While there’s no doubt that going third party would drastically increase Nintendo’s software sales, allowing more people access to their games, I’m not so sure it would necessarily be the best thing for the industry. For one thing, Nintendo is a constant innovator in the hardware space, and honestly Microsoft and Sony follow their lead more often than they forge their own path. Nintendo may not make the best decisions in regards to things that would attract third parties (such as parity in system horsepower or input options), but they also attempt things that are more often than not imitated by their competition. So much of what has become standard in the video game hardware business was pioneered by Nintendo, and even things that they didn’t execute on perfectly (like motion controls and second screen integration) have been copied and iterated on by the competition. There’s way to know if Nintendo would come up with something else in the future that could become the standard, but given their history it’s certainly possible, and if they got out of hardware that could never happen.

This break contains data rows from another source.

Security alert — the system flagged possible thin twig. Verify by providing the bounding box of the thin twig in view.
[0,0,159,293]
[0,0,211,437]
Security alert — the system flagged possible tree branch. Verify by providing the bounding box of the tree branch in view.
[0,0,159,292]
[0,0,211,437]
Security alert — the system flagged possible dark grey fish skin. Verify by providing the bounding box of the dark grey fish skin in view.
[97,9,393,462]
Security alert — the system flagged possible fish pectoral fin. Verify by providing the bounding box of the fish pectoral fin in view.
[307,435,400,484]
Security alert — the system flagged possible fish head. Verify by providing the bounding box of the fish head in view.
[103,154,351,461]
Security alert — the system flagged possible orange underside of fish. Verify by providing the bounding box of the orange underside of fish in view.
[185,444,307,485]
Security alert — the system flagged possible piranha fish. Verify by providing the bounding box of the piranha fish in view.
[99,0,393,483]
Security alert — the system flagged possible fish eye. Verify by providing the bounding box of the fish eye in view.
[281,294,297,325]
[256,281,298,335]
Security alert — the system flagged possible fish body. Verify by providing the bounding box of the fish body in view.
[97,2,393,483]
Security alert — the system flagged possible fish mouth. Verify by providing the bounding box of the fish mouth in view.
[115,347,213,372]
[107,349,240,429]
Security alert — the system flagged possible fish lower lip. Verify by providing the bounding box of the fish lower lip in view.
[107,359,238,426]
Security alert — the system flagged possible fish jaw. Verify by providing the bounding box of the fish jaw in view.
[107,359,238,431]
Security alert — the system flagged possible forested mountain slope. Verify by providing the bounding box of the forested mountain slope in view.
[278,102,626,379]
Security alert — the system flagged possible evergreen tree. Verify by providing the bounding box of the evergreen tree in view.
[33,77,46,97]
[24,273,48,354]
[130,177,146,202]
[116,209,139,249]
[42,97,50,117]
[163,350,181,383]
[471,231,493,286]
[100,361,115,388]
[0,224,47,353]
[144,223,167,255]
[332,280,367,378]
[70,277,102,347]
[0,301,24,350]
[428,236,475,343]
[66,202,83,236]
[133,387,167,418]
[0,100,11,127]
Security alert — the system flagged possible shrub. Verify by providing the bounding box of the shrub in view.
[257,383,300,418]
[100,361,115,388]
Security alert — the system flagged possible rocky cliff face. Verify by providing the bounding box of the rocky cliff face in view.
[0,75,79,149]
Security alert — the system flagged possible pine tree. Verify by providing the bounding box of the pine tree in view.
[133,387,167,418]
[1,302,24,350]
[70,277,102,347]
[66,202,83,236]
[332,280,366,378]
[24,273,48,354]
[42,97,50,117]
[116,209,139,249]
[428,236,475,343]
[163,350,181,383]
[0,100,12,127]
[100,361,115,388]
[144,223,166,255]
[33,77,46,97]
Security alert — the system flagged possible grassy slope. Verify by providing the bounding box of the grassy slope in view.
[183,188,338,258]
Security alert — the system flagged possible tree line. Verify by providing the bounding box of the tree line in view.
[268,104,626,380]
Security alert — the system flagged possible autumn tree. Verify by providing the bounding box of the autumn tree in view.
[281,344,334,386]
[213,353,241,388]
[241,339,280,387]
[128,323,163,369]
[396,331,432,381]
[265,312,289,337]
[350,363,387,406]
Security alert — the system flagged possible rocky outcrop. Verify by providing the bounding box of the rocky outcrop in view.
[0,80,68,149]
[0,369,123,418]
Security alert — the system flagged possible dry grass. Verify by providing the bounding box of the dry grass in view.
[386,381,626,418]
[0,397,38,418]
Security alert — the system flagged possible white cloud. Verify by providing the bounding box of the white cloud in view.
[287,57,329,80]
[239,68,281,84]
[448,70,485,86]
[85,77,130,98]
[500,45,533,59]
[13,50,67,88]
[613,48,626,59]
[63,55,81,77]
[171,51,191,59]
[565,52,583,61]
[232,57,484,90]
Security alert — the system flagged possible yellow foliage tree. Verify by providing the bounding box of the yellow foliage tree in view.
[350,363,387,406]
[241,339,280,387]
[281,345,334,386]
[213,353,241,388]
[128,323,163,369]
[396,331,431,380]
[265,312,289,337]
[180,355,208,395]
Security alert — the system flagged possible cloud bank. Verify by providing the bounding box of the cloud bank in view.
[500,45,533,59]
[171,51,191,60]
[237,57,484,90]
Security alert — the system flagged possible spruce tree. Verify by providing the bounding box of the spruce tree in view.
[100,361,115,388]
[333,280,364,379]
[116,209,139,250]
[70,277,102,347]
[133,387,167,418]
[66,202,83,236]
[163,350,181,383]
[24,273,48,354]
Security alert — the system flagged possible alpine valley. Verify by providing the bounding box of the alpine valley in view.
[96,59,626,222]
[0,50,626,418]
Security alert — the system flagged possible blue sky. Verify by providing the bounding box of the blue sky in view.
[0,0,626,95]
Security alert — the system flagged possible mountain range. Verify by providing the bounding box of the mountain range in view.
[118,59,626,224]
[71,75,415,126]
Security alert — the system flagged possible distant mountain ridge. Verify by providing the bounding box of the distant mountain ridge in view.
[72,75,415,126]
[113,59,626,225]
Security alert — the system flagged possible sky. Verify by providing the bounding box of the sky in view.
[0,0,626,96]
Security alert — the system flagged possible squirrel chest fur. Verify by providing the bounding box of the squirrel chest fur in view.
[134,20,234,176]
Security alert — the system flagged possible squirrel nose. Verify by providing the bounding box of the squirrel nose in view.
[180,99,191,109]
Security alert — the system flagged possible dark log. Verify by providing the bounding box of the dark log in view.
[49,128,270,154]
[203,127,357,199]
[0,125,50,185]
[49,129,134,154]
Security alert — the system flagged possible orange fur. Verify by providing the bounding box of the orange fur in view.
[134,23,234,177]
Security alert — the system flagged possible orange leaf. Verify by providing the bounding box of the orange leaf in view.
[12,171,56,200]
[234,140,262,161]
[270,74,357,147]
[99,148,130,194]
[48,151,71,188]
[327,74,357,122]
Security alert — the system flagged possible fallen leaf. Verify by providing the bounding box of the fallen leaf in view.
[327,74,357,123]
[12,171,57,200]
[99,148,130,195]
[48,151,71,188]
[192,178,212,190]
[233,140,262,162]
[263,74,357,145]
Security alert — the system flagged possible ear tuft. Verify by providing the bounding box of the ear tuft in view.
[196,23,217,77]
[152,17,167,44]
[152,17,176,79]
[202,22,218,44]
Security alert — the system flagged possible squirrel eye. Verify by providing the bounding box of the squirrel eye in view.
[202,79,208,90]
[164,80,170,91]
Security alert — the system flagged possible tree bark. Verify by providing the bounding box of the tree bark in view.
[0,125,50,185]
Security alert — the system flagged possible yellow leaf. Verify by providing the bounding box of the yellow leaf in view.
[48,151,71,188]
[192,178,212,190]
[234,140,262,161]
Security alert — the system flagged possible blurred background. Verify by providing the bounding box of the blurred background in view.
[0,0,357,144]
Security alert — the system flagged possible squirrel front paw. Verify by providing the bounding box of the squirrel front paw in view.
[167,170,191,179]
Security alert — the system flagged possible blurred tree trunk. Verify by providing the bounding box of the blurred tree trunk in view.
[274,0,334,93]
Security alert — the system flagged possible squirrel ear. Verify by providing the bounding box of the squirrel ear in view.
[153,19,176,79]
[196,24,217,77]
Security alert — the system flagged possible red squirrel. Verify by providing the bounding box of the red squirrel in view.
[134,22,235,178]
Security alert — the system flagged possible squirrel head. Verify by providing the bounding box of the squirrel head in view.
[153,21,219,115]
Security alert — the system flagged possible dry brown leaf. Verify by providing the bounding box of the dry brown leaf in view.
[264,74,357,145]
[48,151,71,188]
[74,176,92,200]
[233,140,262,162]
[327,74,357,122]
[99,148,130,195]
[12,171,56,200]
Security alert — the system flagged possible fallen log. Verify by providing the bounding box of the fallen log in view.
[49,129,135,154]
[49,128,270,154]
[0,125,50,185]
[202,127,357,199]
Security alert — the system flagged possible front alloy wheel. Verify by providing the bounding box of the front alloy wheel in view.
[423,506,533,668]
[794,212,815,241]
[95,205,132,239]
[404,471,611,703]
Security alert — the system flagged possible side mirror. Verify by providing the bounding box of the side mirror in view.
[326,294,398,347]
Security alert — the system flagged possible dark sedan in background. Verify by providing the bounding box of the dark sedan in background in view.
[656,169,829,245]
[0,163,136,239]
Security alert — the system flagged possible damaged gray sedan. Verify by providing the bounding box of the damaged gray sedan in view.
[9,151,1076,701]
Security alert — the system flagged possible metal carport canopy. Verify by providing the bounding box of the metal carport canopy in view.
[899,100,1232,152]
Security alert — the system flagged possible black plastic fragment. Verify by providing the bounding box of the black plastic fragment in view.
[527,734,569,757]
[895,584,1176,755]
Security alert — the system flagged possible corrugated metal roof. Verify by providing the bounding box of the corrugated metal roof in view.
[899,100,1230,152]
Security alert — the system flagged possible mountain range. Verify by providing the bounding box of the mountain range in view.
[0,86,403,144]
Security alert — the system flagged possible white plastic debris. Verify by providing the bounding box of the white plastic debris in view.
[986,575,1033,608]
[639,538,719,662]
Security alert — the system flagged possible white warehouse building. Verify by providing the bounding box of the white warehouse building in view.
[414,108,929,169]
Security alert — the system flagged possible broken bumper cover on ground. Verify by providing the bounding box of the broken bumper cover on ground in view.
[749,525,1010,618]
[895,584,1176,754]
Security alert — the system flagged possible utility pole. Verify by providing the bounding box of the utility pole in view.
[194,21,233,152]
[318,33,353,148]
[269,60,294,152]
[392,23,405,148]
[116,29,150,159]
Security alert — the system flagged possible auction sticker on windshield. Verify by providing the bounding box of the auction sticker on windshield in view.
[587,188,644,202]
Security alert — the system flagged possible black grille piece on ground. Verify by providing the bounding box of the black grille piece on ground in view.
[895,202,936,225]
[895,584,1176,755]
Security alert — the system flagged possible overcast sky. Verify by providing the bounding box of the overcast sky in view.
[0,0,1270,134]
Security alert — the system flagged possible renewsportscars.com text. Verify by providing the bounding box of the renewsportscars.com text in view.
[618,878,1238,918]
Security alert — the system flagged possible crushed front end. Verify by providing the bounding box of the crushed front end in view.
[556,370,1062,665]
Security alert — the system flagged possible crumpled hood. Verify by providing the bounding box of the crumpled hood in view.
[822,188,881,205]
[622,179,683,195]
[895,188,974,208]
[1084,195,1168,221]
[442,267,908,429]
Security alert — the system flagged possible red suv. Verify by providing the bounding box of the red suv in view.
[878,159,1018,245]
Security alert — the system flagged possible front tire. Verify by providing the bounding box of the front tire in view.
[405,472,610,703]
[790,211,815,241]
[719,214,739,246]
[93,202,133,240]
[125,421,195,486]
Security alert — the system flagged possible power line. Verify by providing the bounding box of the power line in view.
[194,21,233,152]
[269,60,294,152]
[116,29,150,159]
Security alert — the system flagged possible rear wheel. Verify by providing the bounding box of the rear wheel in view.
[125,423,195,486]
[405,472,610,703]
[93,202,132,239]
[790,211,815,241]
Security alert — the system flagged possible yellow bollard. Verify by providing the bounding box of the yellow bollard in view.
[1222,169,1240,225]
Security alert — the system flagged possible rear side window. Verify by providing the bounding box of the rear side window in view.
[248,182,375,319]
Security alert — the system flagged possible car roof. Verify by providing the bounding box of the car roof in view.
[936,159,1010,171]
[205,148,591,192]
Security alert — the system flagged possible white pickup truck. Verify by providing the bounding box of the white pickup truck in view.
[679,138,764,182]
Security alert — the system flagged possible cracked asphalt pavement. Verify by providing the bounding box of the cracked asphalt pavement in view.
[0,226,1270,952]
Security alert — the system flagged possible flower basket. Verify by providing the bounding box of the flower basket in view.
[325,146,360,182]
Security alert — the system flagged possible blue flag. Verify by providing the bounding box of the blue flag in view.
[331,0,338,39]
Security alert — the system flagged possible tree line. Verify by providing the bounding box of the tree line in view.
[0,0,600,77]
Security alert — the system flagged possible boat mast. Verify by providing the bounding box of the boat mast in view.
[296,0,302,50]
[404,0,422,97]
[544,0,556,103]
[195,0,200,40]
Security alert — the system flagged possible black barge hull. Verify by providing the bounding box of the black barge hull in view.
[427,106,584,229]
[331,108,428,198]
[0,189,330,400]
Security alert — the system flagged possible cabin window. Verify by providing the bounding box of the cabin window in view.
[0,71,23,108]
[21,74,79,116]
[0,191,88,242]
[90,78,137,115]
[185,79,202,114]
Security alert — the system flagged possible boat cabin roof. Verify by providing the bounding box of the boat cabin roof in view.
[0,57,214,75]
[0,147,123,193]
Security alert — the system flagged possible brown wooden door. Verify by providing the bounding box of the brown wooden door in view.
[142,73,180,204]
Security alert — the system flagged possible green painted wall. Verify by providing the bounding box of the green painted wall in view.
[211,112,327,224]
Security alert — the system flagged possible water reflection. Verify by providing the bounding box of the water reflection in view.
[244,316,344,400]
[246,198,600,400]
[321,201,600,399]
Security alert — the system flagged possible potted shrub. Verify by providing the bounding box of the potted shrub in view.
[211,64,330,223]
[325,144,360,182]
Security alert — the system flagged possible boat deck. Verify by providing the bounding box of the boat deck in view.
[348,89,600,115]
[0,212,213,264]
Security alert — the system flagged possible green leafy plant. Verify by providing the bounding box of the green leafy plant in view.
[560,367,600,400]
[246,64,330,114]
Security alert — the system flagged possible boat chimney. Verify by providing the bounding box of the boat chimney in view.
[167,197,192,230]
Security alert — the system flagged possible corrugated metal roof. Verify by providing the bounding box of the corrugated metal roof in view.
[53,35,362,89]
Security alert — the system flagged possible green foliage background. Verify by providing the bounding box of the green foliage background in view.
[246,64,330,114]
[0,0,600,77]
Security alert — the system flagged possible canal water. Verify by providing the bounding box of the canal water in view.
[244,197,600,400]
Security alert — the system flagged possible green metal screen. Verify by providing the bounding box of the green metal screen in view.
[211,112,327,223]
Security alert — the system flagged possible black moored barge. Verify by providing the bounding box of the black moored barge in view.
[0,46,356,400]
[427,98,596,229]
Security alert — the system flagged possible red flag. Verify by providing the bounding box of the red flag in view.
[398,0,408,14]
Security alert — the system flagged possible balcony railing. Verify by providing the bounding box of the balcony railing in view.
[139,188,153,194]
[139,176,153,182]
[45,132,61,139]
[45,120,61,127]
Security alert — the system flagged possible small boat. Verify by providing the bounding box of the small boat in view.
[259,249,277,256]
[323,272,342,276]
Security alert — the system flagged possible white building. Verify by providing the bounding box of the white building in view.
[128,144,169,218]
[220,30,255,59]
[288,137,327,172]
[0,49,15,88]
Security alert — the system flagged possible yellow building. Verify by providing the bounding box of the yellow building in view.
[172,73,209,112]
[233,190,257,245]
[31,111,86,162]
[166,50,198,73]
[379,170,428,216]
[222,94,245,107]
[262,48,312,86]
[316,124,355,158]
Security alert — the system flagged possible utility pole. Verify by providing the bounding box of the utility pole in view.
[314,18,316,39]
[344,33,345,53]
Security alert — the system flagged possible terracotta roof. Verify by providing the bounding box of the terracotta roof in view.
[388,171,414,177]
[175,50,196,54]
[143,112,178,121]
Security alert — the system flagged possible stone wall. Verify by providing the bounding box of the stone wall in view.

Another thing to consider is that Nintendo games are inherently tied to the platform they are released on. More than any other first party developer, Nintendo uses their knowledge of the hardware and its capabilities to create games that take full of advantage of the console they are on. Just look at first party games on any of Nintendo’s systems and compare them to third party games; the difference is vast. Not only does Nintendo make the most technologically out their hardware, but they also use the various unique aspects of the system in ways no one else can. If Nintendo started developing their games for multiple systems, they would likely still be good, but some of that Nintendo magic would be lost. There’s also the fact that Nintendo games don’t exactly mesh with the types of games the majority of gamers on Xbox and Playstation typically play. Perhaps Nintendo games may appeal somewhat to the Playstation audience, but I can’t really see the shooter/sports/racing focused gamers that make up much of the Xbox audience really flocking to Kirby or Pikmin.
In the end it’s hard to really say how a third party Nintendo would really affect the industry, but as a life long Nintendo fan, it would seem wrong if they weren’t making hardware. If you ask me, Nintendo should be putting their focus on making sure their hardware is at least on par with the competition first and foremost. The Wii U has a lot to offer, but the fact that it is technologically incapable of running games targeted for XONE and PS4 is a big reason for its struggles. I would love to see Nintendo return to prominence within the industry, but I don’t think going third party would be the way for them to do that.